2012年10月の代表メッセージ

■□ 可児市いじめ防止条例施行 □■
 台風の影響でしょうか、涼しくなってまいりました。
 大津のいじめ自殺報道によってわき起こる「いじめ防止」の流れは、私たちが当初より訴えていたことも具体的な形となって現れてきています。

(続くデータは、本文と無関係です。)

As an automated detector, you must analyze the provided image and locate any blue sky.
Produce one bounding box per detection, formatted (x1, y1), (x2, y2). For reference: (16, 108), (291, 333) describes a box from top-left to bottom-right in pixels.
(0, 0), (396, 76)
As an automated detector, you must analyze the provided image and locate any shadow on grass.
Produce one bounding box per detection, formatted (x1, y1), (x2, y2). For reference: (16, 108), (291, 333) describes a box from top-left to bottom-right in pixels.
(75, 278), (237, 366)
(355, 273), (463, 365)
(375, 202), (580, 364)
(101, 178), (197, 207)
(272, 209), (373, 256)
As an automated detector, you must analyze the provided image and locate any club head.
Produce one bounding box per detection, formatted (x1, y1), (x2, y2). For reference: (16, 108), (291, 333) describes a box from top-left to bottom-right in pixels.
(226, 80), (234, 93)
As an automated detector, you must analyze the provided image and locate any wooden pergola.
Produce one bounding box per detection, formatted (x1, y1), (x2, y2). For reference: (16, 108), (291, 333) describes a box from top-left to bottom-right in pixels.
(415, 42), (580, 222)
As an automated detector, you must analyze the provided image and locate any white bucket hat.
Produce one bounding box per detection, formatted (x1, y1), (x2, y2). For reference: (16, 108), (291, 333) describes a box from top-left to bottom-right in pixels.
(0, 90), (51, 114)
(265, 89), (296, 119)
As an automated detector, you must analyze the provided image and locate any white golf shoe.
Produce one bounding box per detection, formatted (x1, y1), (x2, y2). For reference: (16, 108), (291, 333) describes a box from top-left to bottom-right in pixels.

 10月2日、岐阜県の可児市で「子どものいじめの防止に関する条例」が全会一致で成立し、本日3日に施行されました。
 兵庫県小野市につづいて2件目のいじめ防止条例の成立です。
 特に、子どもに特化した条例としては初めての条例となりました。

 前文には、
 「子どもの心や体に深刻な被害をもたらすいじめは、子どもの権利を侵害するものです。(略)
 いじめの防止についての基本理念を明らかにしてその方向性を示し、いじめの防止のための施策を総合的に推進していくため、この条例を制定します。」
 とあります。
 「いじめの防止のための施策を総合的に推進」とありますが、それを具体的には、市、学校、保護者、市民等の責務として規定しています。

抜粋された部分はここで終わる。